An Iterative Decision-Making Scheme for Markov Decision Processes and Its Application to Self-adaptive Systems

  • Guoxin Su
  • Taolue Chen
  • Yuan Feng
  • David S. Rosenblum
  • P. S. Thiagarajan
Part of the Lecture Notes in Computer Science book series (LNCS, volume 9633)


Software is often governed by and thus adapts to phenomena that occur at runtime. Unlike traditional decision problems, where a decision-making model is determined for reasoning, the adaptation logic of such software is concerned with empirical data and is subject to practical constraints. We present an Iterative Decision-Making Scheme (IDMS) that infers both point and interval estimates for the undetermined transition probabilities in a Markov Decision Process (MDP) based on sampled data, and iteratively computes a confidently optimal scheduler from a given finite subset of schedulers.
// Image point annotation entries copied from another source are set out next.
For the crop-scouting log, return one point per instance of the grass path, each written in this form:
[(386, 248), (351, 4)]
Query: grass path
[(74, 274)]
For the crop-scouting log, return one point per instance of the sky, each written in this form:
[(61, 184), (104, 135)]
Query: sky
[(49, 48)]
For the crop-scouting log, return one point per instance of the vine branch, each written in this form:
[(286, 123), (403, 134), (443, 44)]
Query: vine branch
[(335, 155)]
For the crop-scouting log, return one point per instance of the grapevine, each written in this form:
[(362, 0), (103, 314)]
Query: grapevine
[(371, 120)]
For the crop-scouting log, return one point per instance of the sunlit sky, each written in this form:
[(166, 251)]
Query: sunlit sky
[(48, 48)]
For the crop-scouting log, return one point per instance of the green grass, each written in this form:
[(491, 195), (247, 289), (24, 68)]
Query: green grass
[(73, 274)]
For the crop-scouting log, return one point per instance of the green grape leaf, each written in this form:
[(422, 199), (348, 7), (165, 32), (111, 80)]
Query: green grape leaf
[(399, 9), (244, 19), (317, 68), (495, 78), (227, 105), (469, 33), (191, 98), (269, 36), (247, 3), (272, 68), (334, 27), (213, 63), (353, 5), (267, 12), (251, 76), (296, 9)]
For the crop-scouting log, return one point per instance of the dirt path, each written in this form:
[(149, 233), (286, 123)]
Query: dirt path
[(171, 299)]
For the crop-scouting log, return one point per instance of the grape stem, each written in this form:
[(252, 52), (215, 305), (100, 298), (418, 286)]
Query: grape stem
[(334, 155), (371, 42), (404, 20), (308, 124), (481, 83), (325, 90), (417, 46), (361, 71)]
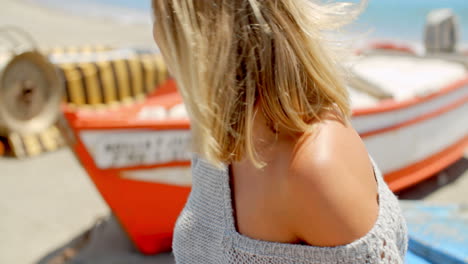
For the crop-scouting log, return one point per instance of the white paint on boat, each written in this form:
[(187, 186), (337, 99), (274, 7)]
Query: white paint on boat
[(408, 76), (112, 149), (397, 149), (372, 122), (180, 176), (152, 113)]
The most important feature of IDMS is the flexibility for adjusting the criterion of confident optimality and the sample size within the iteration, leading to a tradeoff between accuracy, data usage and computational overhead. We apply IDMS to an existing self-adaptation framework Rainbow and conduct a case study using a Rainbow system to demonstrate the flexibility of IDMS.


Goal State Markov Decision Process Computational Overhead Cumulative Cost Integer Matrice 
These keywords were added by machine and not by the authors. This process is experimental and the keywords may be updated as the learning algorithm improves.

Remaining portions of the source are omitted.